Other Jewish Israel-haters have what I consider a more innocent, but still seriously misguided, perspective: they actually associate their Jewish identity with victimhood, and would much rather Jews continue to be the victims than ever be perpetrators. At least in modern times in the Western world, perpetual victimhood has its advantages and thus attractions--it allows one to claim the moral high ground, and to claim special insight into the woes of the world. (I still remember a bizarre scene at Yale Law School during a "student strike for diversity" in which Yale Law students--overall a rather privileged lot--one by one strode to a speaker's podium to explain their personal victim status, including such gripping tales as being a first generation professional who wasn't sure how to dress for an interview at an elite New York firm. The horror of being on the cusp of a six figure job, but needing to ask the sales clerk at Brooks Brothers for advice!)
The problem such Jews have with Zionism is that having a nation-state for the Jews necessarily implies that the nation-state will sometimes misbehave (as all nation-states do). This in turn implies that to maintain Jewish victimhood, the sense that Jews are to play their assigned role as the Jiminy Cricket speaking to the world's conscience, that Jews, uniquely, may never have a nation-state. Unlike more generic leftist universalistic anti-Western nationalism, this is a specifically Jewish reason to be hostile to Zionism, and one that's quite foreign to my own thinking; given the choice, I'd rather not be a perpetual victim thank you, and I believe that's why the vast majority of other Jews also support Israel. But it's not at all uncommon to hear this particular version of anti-Zionism espoused by Jews.
Put another way, there is a segment of the American Jewish community, if asked to describe one of the great events of post-Holocaust Jewish history, would describe the murder of Andrew Goodman and Michael Schwermer while working for the cause of civil rights in Mississippi.
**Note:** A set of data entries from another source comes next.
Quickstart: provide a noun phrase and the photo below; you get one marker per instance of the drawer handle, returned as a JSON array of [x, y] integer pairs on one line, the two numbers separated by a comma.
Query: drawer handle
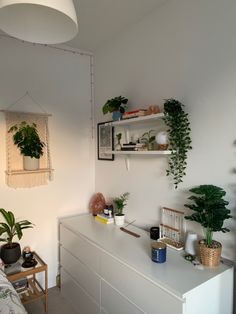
[[130, 232]]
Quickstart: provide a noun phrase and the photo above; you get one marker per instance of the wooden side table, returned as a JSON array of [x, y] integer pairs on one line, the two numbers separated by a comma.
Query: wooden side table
[[35, 291]]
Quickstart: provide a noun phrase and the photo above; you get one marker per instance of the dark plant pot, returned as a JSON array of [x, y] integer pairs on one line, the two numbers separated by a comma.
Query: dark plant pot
[[10, 254], [116, 115]]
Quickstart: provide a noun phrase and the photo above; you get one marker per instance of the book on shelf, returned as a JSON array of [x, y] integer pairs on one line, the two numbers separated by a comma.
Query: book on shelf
[[133, 147], [104, 219]]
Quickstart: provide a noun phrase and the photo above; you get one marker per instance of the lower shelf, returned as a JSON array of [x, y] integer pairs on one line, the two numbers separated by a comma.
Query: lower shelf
[[140, 152]]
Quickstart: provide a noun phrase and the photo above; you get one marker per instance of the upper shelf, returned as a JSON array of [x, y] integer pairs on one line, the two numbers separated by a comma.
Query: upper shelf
[[150, 117]]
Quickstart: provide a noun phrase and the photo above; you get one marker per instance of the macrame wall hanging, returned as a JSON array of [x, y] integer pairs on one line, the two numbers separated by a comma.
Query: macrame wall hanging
[[16, 176]]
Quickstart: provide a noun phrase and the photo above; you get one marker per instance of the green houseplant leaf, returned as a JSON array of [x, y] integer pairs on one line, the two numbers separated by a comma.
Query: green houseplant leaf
[[179, 139], [210, 209], [115, 104], [12, 228], [26, 138], [120, 202]]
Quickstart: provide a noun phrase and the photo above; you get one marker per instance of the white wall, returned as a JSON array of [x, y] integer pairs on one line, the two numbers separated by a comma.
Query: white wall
[[60, 82], [186, 50]]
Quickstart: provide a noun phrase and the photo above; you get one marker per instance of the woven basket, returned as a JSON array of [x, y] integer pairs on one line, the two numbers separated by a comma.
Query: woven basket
[[209, 256]]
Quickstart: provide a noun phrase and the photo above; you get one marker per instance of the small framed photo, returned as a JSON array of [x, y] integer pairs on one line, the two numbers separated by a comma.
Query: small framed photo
[[105, 141]]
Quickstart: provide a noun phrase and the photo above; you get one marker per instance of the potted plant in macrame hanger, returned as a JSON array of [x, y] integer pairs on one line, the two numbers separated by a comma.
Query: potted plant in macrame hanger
[[120, 202], [179, 139], [116, 106], [11, 251], [210, 212], [27, 139]]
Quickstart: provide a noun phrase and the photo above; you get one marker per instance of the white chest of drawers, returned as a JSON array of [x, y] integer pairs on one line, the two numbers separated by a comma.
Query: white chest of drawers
[[104, 270]]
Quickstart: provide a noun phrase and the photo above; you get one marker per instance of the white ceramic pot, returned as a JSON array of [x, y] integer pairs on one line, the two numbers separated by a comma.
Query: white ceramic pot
[[119, 220], [30, 163], [191, 243]]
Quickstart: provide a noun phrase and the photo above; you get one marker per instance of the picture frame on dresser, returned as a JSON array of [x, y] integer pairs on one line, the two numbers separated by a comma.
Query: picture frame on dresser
[[105, 141]]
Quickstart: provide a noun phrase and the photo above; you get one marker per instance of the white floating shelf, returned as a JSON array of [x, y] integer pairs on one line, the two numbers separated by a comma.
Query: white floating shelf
[[137, 120], [141, 152], [16, 172]]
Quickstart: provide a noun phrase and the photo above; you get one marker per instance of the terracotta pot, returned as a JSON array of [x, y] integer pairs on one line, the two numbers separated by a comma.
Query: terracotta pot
[[210, 256], [116, 115], [10, 255], [30, 163]]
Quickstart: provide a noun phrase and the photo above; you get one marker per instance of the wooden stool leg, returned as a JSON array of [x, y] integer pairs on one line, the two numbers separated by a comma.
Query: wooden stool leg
[[46, 290]]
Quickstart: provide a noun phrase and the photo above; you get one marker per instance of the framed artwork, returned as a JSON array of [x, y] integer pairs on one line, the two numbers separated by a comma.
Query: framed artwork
[[105, 141]]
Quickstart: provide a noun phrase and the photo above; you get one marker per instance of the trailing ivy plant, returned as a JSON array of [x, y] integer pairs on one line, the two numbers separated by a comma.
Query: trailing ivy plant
[[179, 138]]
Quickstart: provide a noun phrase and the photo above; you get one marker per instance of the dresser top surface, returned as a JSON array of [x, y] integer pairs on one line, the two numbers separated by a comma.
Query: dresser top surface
[[176, 274]]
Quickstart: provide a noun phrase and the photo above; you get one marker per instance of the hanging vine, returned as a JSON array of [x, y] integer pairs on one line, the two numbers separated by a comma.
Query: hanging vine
[[179, 139]]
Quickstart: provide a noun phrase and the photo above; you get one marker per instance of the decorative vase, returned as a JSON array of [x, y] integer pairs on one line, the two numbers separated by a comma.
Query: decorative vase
[[191, 243], [119, 219], [118, 146], [210, 256], [150, 146], [116, 115], [10, 255], [30, 163]]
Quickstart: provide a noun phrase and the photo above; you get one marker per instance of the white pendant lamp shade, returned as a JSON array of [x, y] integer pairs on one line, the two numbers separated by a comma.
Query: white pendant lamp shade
[[39, 21]]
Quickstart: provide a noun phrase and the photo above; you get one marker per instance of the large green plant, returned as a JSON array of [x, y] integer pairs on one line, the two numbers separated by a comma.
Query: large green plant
[[26, 138], [12, 228], [210, 209], [179, 138], [115, 104], [121, 202]]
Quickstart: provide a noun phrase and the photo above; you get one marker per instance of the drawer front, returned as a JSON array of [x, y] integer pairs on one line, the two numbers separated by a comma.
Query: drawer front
[[86, 278], [81, 302], [150, 298], [114, 303], [86, 252]]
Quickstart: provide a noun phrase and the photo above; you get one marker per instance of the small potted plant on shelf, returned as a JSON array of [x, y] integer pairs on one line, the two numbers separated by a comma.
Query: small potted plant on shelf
[[118, 145], [148, 138], [27, 139], [11, 251], [117, 106], [210, 211], [120, 202], [179, 138]]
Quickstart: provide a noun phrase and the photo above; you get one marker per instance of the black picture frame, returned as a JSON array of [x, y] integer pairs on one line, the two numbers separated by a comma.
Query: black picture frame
[[105, 141]]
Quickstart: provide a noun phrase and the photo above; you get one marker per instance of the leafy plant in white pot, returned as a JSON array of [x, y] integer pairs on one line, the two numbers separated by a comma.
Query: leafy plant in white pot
[[11, 251], [120, 203], [27, 139]]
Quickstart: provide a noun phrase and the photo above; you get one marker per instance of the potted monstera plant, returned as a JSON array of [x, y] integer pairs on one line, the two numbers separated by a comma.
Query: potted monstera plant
[[210, 212], [27, 139], [120, 203], [11, 251], [116, 106]]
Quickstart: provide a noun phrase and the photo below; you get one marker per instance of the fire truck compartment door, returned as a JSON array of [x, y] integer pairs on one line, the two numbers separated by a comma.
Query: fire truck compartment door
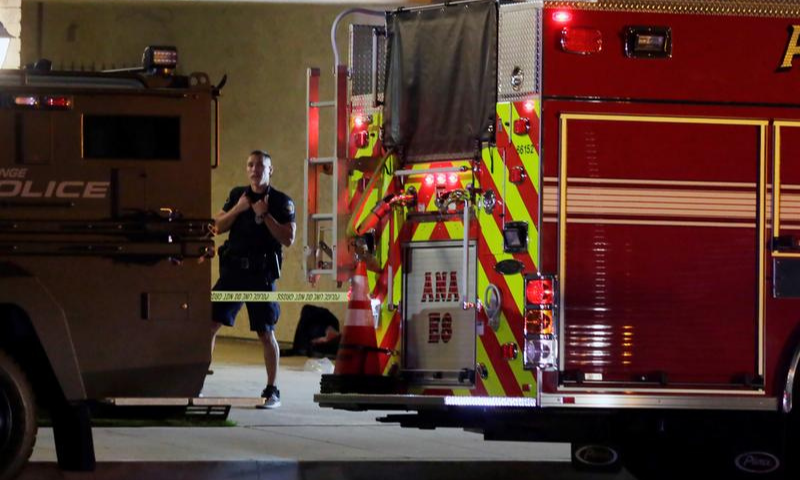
[[439, 335], [662, 248]]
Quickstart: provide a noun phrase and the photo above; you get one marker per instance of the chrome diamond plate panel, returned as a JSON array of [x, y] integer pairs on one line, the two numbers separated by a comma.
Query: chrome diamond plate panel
[[364, 79], [519, 55]]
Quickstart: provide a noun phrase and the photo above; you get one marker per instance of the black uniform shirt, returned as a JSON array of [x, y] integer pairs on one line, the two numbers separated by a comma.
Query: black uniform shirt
[[248, 238]]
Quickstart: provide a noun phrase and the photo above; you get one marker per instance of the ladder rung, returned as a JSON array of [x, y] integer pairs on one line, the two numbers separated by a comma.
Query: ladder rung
[[321, 272], [321, 160], [329, 103]]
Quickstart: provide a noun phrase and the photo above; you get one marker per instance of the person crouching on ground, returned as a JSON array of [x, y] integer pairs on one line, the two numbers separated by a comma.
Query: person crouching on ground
[[261, 221]]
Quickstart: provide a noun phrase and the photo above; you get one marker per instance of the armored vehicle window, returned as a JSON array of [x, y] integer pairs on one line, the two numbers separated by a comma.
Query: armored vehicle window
[[128, 137]]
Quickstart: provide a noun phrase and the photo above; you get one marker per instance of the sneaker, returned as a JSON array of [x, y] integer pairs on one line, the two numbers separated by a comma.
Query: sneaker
[[272, 397]]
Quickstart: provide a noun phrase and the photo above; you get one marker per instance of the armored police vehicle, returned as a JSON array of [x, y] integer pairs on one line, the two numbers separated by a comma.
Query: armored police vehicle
[[105, 182]]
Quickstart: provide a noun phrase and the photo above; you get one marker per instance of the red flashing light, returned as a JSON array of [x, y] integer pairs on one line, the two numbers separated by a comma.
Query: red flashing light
[[26, 101], [539, 291], [529, 106], [361, 139], [522, 126], [539, 322], [510, 351], [452, 179], [562, 16], [583, 41]]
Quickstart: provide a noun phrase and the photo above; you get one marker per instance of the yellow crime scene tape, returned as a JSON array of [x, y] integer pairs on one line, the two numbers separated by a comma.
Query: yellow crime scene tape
[[279, 296]]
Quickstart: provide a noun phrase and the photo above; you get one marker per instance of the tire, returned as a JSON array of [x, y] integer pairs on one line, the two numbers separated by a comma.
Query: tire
[[17, 418]]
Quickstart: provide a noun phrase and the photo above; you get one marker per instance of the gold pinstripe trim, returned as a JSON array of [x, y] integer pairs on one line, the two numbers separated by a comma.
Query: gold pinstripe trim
[[665, 119], [762, 194], [609, 221], [766, 8], [761, 214], [777, 214]]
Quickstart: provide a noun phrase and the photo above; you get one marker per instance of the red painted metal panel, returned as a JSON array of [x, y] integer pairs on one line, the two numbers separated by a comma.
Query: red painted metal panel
[[714, 58], [644, 299]]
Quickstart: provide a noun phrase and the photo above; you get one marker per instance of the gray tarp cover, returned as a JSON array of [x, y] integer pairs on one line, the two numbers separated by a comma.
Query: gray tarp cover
[[441, 85]]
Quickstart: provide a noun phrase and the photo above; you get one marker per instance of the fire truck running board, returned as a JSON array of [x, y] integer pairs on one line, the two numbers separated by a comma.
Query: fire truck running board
[[186, 402], [415, 402]]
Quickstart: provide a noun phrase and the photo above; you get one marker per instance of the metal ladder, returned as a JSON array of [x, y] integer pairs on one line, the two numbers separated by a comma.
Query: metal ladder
[[325, 218]]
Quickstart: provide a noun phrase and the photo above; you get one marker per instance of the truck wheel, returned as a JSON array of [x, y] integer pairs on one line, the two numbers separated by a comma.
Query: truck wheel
[[17, 418]]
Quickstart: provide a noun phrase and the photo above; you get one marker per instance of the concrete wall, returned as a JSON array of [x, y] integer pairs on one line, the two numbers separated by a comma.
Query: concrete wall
[[11, 18], [264, 49]]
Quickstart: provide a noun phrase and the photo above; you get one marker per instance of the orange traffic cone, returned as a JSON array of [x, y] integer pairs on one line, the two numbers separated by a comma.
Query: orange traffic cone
[[358, 350]]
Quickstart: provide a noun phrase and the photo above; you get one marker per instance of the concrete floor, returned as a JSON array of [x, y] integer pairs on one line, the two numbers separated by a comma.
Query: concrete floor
[[298, 440]]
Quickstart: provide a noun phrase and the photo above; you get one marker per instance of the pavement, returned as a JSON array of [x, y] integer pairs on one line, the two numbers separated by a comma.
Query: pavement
[[298, 440]]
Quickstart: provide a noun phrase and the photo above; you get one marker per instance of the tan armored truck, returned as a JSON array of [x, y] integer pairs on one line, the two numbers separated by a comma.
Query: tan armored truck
[[105, 184]]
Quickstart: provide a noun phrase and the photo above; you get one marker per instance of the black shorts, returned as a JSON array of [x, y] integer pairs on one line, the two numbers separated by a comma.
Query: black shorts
[[263, 315]]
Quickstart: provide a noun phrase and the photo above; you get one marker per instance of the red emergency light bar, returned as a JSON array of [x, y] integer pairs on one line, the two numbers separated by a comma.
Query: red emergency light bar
[[562, 16], [440, 179], [61, 103], [539, 291]]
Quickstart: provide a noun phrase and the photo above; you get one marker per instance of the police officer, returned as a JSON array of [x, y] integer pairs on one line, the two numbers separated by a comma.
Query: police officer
[[260, 220]]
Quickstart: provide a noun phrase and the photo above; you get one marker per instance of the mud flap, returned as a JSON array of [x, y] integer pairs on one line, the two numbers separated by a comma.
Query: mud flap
[[72, 429]]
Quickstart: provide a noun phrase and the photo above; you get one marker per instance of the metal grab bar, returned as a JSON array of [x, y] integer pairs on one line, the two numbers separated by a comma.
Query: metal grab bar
[[466, 304]]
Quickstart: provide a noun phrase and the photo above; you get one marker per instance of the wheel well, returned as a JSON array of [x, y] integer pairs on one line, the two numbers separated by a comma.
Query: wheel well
[[18, 338]]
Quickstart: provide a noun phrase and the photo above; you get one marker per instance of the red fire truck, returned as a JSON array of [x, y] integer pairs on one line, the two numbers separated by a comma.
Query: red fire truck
[[582, 222]]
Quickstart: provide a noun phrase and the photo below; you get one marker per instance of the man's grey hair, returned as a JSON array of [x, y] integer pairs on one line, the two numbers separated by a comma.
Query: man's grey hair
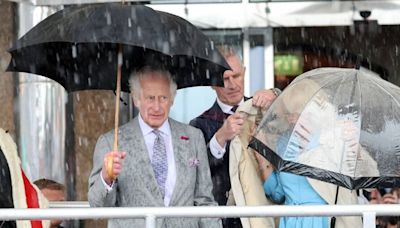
[[137, 76]]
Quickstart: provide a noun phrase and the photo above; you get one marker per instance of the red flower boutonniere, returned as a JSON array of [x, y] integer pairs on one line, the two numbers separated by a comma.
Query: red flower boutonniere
[[184, 138]]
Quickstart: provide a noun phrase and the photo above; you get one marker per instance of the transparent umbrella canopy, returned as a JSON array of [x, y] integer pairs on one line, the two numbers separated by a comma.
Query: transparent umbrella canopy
[[337, 125]]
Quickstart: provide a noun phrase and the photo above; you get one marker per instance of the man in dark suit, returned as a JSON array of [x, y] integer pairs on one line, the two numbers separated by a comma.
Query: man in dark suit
[[220, 124], [164, 164]]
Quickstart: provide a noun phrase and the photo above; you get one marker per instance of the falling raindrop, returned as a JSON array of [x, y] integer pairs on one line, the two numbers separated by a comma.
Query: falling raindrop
[[32, 68], [166, 47], [110, 55], [57, 57], [139, 31], [74, 54], [172, 37]]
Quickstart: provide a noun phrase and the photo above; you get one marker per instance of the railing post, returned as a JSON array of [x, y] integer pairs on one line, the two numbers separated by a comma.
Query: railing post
[[150, 221], [369, 219]]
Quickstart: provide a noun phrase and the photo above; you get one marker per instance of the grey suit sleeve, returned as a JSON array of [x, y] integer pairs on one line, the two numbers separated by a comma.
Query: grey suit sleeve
[[203, 190], [98, 195]]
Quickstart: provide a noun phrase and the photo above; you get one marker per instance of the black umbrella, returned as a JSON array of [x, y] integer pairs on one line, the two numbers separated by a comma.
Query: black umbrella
[[85, 47], [336, 125]]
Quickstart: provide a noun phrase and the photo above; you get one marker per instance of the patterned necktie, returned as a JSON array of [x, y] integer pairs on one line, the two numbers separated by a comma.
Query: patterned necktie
[[159, 161]]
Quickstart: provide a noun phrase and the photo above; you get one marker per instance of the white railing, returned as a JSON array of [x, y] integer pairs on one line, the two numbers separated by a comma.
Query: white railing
[[81, 210]]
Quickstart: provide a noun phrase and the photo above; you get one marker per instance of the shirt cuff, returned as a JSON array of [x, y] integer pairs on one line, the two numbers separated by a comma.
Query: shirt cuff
[[216, 150], [108, 187]]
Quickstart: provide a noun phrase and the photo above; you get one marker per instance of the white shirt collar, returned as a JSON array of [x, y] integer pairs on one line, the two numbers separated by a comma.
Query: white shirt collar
[[227, 108], [146, 129]]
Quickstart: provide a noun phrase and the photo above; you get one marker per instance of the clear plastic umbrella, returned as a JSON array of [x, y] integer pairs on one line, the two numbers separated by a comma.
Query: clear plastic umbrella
[[337, 125]]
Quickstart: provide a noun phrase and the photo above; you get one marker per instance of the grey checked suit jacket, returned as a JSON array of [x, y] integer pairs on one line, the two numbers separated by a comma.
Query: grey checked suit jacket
[[136, 186]]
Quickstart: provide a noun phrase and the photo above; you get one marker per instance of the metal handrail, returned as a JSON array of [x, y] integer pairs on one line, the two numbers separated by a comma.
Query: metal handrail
[[369, 212]]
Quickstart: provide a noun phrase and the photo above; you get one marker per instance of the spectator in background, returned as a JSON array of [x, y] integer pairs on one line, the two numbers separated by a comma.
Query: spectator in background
[[53, 191], [220, 124]]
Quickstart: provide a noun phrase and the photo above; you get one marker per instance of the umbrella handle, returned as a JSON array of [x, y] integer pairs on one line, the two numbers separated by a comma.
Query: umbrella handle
[[110, 159]]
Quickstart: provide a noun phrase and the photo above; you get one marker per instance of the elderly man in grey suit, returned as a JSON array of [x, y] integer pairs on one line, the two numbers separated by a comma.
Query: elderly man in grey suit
[[164, 162]]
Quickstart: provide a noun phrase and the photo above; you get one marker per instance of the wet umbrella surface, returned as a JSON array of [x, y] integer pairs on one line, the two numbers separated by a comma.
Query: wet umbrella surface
[[78, 47], [336, 125]]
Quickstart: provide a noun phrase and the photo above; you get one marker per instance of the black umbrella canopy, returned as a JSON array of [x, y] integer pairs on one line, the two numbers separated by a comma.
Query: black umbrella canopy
[[336, 125], [78, 47]]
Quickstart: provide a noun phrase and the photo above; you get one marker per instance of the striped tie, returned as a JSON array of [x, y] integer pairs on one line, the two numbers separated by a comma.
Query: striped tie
[[159, 161]]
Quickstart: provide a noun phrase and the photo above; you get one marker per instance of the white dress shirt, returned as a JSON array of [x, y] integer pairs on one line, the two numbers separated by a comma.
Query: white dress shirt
[[216, 150], [149, 138]]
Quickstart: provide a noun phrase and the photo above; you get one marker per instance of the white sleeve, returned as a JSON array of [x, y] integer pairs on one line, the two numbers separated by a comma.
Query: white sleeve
[[216, 150]]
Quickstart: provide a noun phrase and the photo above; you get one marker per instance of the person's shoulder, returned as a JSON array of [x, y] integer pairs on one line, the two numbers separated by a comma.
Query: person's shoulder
[[122, 129]]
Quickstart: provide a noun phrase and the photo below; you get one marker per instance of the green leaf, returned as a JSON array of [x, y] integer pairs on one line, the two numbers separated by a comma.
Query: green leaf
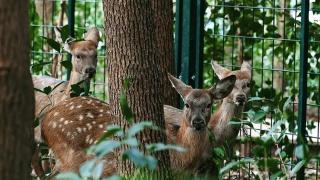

This incident combines Jewish powerlessness and victimhood with a sense of innate Jewish goodness in a way that has a certain masochistic appeal to some Jews; the image of an Israeli soldier, which makes most Jews proud, revolts at least part of this segment of the community. This is actually a peculiar form of Jewish particularism, and one that I found far more chauvinistic in its own way than most versions of Zionism.